- The Bank of Japan changed the terms of the most dovish monetary policy effort with a fix on a JGB yield and curve
- At the most hawkish end of the curve, the Fed held rates and stated clearer intentions of a hike ahead
- Collectively, monetary policy’s influence over the market is fading quickly towards an ultimate cliff
While the immediate volatility following the collective influence of the Federal Reserve and Bank of Japan rate decisions was restrained, the fundamental influence to the system is particularly weighty. The BoJ’s efforts represent the extreme ‘dovish’ end of the monetary policy curve, while the Fed defines the current ‘hawkish’ peak. Both made efforts to cement that position on the spectrum and to even further the reach in the scale. Yet, despite the contrast, both also further erode the overall effectiveness of monetary policy. And, when this particular pillar of financial motivation falters; the result to the markets will be dramatic.
Looking back at the Japanese and US central banks’ decisions this past session, we can see the material of their efforts to progress their agenda…and the sense of skepticism in the markets that shadows it. Having recognized an unfavorable market response and little economic traction to its previous introduction of negative rates (January) and upgrade to QE (July), the BoJ decided to shift its focus away from surprise escalations. The BoJ scrapped its monetary base target and vowed to pursue an overshoot of 2 percent inflation, maintain a zero percent 10-year JGB yield and support the yield curve. This can be construed as a decision to bow to market influence and prevent a financial crisis rather than find the storm. For the Fed, a hold was accompanied by a clearer signal for a hike than we have seen in some time. A median forecast for a hike in 2016 in the SEP, three dissenting votes and language more explicit to intentions set the tone.
For a market reaction, the currencies responded with a move that contradicted normal expectations – the Yen appreciated and the Dollar advanced.
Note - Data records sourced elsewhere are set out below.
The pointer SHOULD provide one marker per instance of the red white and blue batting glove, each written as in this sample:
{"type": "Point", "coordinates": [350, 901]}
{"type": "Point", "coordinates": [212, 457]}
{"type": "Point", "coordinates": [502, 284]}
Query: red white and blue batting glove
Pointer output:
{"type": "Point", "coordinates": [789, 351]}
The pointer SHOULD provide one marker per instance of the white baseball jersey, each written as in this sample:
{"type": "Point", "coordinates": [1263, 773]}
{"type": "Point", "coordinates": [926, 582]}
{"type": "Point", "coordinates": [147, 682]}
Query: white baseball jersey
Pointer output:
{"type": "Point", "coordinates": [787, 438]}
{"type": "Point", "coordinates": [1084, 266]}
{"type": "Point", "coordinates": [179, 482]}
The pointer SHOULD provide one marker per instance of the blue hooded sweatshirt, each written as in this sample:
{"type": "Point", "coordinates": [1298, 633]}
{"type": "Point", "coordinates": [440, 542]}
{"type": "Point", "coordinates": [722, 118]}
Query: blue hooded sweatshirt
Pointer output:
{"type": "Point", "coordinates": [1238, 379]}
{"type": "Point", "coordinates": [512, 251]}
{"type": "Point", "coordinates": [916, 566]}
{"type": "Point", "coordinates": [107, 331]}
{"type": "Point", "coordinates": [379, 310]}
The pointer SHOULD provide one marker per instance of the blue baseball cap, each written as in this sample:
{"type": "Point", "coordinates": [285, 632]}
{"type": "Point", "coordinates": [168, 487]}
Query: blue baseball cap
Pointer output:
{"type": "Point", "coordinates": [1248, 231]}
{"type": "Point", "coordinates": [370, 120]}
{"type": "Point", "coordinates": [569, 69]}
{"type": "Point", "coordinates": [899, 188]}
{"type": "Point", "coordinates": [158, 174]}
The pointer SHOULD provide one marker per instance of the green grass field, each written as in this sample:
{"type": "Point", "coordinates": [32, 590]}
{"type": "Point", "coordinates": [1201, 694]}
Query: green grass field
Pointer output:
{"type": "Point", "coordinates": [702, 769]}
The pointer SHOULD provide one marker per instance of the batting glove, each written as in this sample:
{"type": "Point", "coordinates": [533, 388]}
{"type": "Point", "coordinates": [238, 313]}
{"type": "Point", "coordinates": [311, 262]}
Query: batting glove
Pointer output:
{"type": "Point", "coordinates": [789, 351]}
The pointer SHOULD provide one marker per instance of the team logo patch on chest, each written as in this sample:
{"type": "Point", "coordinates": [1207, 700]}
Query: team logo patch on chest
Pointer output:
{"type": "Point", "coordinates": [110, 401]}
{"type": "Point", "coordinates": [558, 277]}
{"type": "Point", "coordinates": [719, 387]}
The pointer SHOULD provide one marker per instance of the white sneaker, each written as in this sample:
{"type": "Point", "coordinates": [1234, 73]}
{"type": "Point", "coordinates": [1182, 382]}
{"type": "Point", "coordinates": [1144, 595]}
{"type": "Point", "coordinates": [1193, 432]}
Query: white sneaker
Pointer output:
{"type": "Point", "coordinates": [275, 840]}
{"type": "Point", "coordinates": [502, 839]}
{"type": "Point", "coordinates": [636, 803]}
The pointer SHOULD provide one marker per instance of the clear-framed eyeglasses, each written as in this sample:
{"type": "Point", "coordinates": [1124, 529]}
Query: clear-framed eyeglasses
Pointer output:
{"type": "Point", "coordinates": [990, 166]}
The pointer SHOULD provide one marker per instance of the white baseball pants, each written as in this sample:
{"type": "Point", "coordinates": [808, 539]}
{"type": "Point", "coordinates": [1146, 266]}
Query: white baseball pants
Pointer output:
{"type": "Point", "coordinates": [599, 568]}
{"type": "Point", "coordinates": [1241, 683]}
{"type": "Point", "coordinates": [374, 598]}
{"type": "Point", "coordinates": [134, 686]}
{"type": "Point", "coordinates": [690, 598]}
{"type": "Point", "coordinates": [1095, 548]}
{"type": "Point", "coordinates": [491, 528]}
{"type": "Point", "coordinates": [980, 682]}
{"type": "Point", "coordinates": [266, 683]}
Efforts to devalue the former and indirectly/unintentionally lift the latter through forward guidance have faltered. Skepticism in response to policy efforts has become commonplace and virtually immediate, and that should concern investors and traders. In the underlying fundamental assessment of markets, speculative reach beyond fundamental footing has grown to troubling proportions. A critical support to this climb has been confidence in (or at least an attempt to take speculative advantage of) monetary policy. What happens when this strut breaks?